The United States continues to face an unprecedented health care staffing shortage at the end of 2022.  As a result, we have seen a recent increase in federal and state legislative activity focusing on addressing these shortages.  Multiple states have passed new laws or proposed legislation, ​Congress has introduced a bill aimed at transparency around nurse staffing agency payment models, and lawmakers have pressed the Federal Trade Commission (FTC) and the White House COVID-19 Response Team to open investigations into price gouging by nurse staffing agencies.
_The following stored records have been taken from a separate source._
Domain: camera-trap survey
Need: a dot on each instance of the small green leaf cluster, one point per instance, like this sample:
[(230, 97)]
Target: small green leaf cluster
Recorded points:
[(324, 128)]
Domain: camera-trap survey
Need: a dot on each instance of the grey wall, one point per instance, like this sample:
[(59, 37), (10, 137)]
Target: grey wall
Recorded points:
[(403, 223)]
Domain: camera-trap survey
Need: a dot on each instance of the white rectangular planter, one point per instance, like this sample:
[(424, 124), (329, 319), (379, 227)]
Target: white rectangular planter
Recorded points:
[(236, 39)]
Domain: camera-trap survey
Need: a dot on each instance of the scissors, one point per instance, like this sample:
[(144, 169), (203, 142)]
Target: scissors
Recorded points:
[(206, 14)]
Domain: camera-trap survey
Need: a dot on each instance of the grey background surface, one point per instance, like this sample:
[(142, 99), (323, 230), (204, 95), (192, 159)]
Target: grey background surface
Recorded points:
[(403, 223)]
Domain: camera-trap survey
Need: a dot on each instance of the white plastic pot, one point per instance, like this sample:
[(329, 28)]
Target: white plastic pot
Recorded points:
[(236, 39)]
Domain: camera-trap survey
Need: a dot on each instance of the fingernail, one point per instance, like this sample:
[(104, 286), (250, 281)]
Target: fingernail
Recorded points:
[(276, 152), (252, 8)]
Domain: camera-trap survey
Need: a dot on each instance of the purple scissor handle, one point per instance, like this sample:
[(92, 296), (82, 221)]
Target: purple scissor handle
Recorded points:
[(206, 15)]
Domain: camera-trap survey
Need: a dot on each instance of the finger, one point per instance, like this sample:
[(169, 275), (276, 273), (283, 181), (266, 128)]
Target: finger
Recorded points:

The Massachusetts Health and Hospital Association (MHA) recently released a survey raising similar concerns about health care workforce shortages in Massachusetts.  The survey, titled An Acute Crisis: How Workforce Shortages are Affecting Access and Costs, provided a stark overview of the challenges facing the health care workforce in Massachusetts, citing staffing shortages, increased labor costs, and capacity constraints.

Workforce Shortages

According to the MHA survey, there are currently an estimated 19,000 open acute care hospital positions across Massachusetts.  These position vacancies exist across practice areas and disciplines, including nursing, behavioral health, technicians, laboratory personnel, and clinical support staff.  MHA reported a median vacancy rate for these positions of 17.2%.  Nurses are facing some of the highest percentage of vacancies, with a 56% vacancy rate specifically for licensed practical nurses.  Mental health workers and technicians have a 32% vacancy rate and there is a 35% vacancy rate for pulmonary function technicians.

Health care worker shortages at the national level began early on during the Covid-19 pandemic.  According to US News & World Report, an estimated 1.5 million health care jobs were lost in first two months of the pandemic and those job numbers have not returned to pre-pandemic levels.  In a letter to the U.S. House of Representatives in March 2022, the American Hospital Association (AHA) addressed the growing workforce shortages by reporting that: (i) 500,000 nurses will leave the workforce in 2022; (ii) 23% of hospitals are operating with a critical staffing shortage; and (iii) 95% of  health care facilities had to hire staff from contract labor firms.  In September 2021, the American Nurses Association (ANA) wrote a letter to Secretary Becerra at the U.S. Department of Health and Human Services urging immediate action to combat the national nursing shortage.  The letter detailed the impact of the then-new Covid-19 Delta variant, the shortages of nurses in various states, and proposed policy solutions.

Labor Costs and Capacity Constraints

These workforce shortages are reportedly placing a large financial burden on Massachusetts hospitals.  As referenced in the MHA survey, on average, 70% of hospital overhead is spent on labor costs, but the compounding effects of Covid-19, health care provider burn-out, and health care providers exiting the profession, hospitals are having to spend even more money to keep staff and retain safe operating levels for patients.  Hospitals are spending more on sign-on bonuses and retention packages than prior to the pandemic and relying more heavily on travel nurses.  MHA reports that in Fiscal Year 2022, Massachusetts hospitals spent $445 million on travel nurses, a significant jump from the $133 million spent in Fiscal Year 2019.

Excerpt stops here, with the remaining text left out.